Dr. Hallowell has spent more than four decades treating kids diagnosed with ADHD, dyslexia and other learning differences. Through his work, he has revolutionized a strengths-based approach to not only identifying neurodiversity, but developing and celebrating the talents embedded in these diagnoses.
Dr. Hallowell recently discussed how parents can transform the way they think about neurodiversity at a recent ParentEd Talk sponsored by Metro Parent and Wayne County Community College District as part of a series of talks with parenting experts. He offers several tips on the best strategies to support the power and gifts of kids with ADHD.
Help your child find the right creative outlet
Whether it is through extracurricular activities, sports or writing,
Dr. Hallowell says that finding the “right difficult” creative outlet for a child is important, as it gives them the level of satisfaction that enables their brain to slow down and focus. Although choosing to do something challenging may sound counter-intuitive, it provides the stimulation the brain craves.
Find the other vitamin C connection
Dr. Hallowell says that all of us desperately need the power of connection, but we are living in a connection deficit world.
“People everywhere are starved for human connection, which I call ‘the other Vitamin C.’ We are super connected electronically, but we are disconnected interpersonally,” he says. ‘The beauty of this Vitamin C is that it’s free and infinite in supply.”
Dr. Hallowell says it is important to provide plenty of doses of human connection for your child. Touch, he notes, is especially important for kids with ADHD.

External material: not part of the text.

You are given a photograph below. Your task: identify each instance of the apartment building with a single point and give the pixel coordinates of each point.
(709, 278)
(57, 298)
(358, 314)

Expose your child to as many activities as possible
“The best way to recognize your child’s gifts and talent is by exposing them to as much as you possibly can by way of seeing where their brain lights up,” says Dr. Hallowell, who encourages parents to always be on the lookout for what he calls that flash of enthusiasm.
Provide kids with structure
Children with ADHD need structure and support, not punishment. Predictability, structure and routine are the keys to success for all children, and especially those with ADHD.
Make friends with your child’s school
Dr. Hallowell says it is essential to have a good relationship with teachers and administrators at your child’s school.
“If your child is going to that school, you owe it to your child for you to be thought well of when you walk in the front door,” says Dr. Hallowell, who suggests that being an active member in the school community also goes a long way. “Sacrifice for the team, with the team being your son or daughter.”